4.25.2006

Wisdom from elders: Schlesinger and Brzezinski speak out

With a thousand days left in Bush's presidency, two former presidential advisors are speaking out against the Bush Doctrine of preemptive war. JFK's advisor Arthur Schlesinger, Jr., hopes that a third Bush war won't arise:
Observers describe Bush as "messianic" in his conviction that he is fulfilling the divine purpose. But, as Lincoln observed in his second inaugural address, "The Almighty has His own purposes."

There stretch ahead for Bush a thousand days of his own. He might use them to start the third Bush war: the Afghan war (justified), the Iraq war (based on fantasy, deception and self-deception), the Iran war (also fantasy, deception and self-deception). There is no more dangerous thing for a democracy than a foreign policy based on presidential preventive war.

Maybe President Bush, who seems a humane man, might be moved by daily sorrows of death and destruction to forgo solo preventive war and return to cooperation with other countries in the interest of collective security. Abraham Lincoln would rejoice.
And another presidential advisor, Carter's national security expert, Zbigniew Brzezinski, weighs in on the perils of preemptive war with Iran, predicting that "an attack on Iran would be an act of political folly, setting in motion a progressive upheaval in world affairs. With America increasingly the object of widespread hostility, the era of American preponderance could come to a premature end." Four reasons not to attack Iran:
1. In the absence of an imminent threat (with the Iranians at least several years away from having a nuclear arsenal), the attack would be a unilateral act of war.

If undertaken without formal Congressional declaration, it would be unconstitutional and merit the impeachment of the president. Similarly, if undertaken without the sanction of the UN Security Council either alone by the United States or in complicity with Israel, it would stamp the perpetrator(s) as an international outlaw(s).

2. Likely Iranian reactions would significantly compound ongoing U.S. difficulties in Iraq and in Afghanistan, perhaps precipitate new violence by Hezbollah in Lebanon, and in all probability cause the United States to become bogged down in regional violence for a decade or more to come. Iran is a country of some 70 million people and a conflict with it would make the misadventure in Iraq look trivial.

3. Oil prices would climb steeply, especially if the Iranians cut their production and seek to disrupt the flow of oil from the nearby Saudi oil fields. The world economy would be severely impacted, with America blamed for it. Note that oil prices have already shot above $70 per barrel, in part because of fears of a U.S./Iran clash.

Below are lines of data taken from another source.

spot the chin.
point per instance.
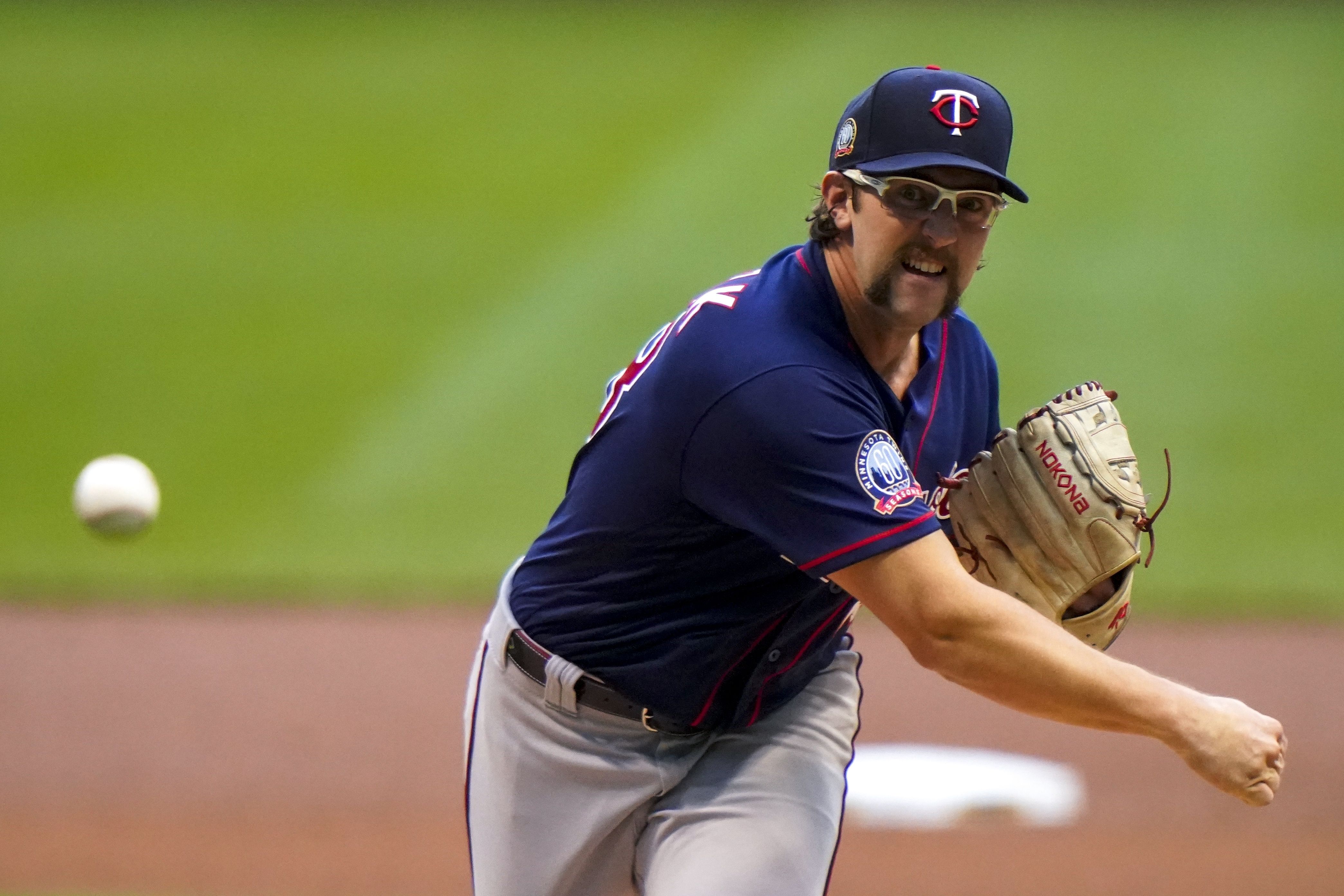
(925, 305)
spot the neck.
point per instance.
(889, 343)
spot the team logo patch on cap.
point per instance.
(845, 140)
(883, 473)
(956, 109)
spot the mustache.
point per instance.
(880, 291)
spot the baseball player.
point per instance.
(667, 692)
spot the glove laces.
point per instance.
(1146, 523)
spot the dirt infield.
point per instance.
(303, 753)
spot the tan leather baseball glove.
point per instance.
(1053, 514)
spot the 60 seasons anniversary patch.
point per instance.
(883, 473)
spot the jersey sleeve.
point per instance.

4. America would become an even more likely target of terrorism, with much of the world concluding that America's support for Israel is itself a major cause of the rise in terrorism. America would become more isolated and thus more vulnerable while prospects for an eventual regional accommodation between Israel and its neighbors would be ever more remote.
The Eighth General: Retired Marine Lt. Gen. Paul van Riper is the eighth retired general to call for the retirement of Defense Secretary Donald Rumsfeld [video here]. A registered Republican whose son is fighting in Iraq, van Riper says, "We have to stay, we have to finish it. Let's do it right... If I was the president, I would've relieved [Rumsfeld] three years ago."